OneAPI KdTree is similar to pcl::KdTreeFLANN, except OneAPI KdTree can search the entire point cloud in a single call, while pcl::KdTreeFLANN performs a search for one point at a time. The OneAPI version returns a two-dimensional vector of indices and distances for the entire point cloud search or single dimensional vector of indices, distances, splits for entire point cloud search. Both nearestKSearch and radiusSearch are supported.

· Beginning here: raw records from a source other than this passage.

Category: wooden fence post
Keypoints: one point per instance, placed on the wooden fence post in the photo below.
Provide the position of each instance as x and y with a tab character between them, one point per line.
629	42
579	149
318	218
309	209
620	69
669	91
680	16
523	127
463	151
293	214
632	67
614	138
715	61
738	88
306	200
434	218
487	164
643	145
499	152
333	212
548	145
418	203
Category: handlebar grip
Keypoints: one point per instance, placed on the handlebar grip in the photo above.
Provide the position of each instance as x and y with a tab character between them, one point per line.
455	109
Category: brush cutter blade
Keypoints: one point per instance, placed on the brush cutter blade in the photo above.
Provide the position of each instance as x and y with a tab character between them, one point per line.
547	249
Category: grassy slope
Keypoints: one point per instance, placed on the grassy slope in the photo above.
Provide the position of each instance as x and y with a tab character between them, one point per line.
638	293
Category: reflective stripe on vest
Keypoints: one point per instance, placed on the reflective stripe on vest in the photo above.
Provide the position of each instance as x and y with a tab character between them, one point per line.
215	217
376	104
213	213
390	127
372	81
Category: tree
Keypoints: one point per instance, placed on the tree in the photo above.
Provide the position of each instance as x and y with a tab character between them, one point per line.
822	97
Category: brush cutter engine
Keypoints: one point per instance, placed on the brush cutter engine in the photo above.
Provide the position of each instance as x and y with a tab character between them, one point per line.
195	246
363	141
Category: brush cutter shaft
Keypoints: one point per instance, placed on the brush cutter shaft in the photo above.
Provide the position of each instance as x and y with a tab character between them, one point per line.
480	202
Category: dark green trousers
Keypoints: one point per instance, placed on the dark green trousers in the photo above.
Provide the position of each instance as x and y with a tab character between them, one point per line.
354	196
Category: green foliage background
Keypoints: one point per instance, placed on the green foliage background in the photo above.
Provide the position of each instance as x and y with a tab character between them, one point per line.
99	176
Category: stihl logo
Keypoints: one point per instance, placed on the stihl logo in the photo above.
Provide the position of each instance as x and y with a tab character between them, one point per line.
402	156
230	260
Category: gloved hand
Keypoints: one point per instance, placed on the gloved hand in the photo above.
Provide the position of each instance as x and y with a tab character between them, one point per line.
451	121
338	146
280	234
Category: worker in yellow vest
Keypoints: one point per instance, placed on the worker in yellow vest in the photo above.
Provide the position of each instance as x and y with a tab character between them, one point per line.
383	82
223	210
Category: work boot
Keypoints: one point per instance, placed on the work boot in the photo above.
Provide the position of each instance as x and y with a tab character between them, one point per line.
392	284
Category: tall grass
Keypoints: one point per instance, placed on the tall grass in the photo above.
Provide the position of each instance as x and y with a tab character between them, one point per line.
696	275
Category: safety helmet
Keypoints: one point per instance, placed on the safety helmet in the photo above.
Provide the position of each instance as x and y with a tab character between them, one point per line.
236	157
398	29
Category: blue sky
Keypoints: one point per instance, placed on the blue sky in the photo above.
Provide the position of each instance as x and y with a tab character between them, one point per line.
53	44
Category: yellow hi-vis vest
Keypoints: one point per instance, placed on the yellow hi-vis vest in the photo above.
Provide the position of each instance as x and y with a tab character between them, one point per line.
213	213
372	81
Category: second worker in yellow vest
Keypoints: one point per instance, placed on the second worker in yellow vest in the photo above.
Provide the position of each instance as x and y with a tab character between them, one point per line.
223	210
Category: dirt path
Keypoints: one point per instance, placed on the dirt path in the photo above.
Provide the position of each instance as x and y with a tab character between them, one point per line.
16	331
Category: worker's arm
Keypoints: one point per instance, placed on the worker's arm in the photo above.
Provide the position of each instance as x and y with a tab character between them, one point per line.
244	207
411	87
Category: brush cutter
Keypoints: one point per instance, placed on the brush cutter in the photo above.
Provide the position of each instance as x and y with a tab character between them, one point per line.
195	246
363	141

OneAPI includes an additional higher-performance fixed-radius search, which performs a radius search from a hash table. Unlike pcl::KdTreeFLANN’s radius search, which supports searching with different radius values once a KdTree has been built, the fixed-radius search requires specifying a radius to build the hash table. The hash table can only search for a fixed radius. The time required to build a fixed-radius hash table is much shorter than that of FLANN KdTree. Another difference is that only FLANN KdTree supports returning K elements from radius search, while fixed-radius search always returns all elements. For the same radius value, the results of both FLANN and fixed-radius search should match.

This document will not describe KdTree in detail, and please refer to original kdtree_search for more detail KdTree.

Note

This tutorial can be run both inside and outside a Docker* image. We assume that the pcl-oneapi-tutorial Deb package has been installed, and the user has copied the tutorial directory from /opt/intel/pcl/oneapi/tutorials/ to a user-writable directory.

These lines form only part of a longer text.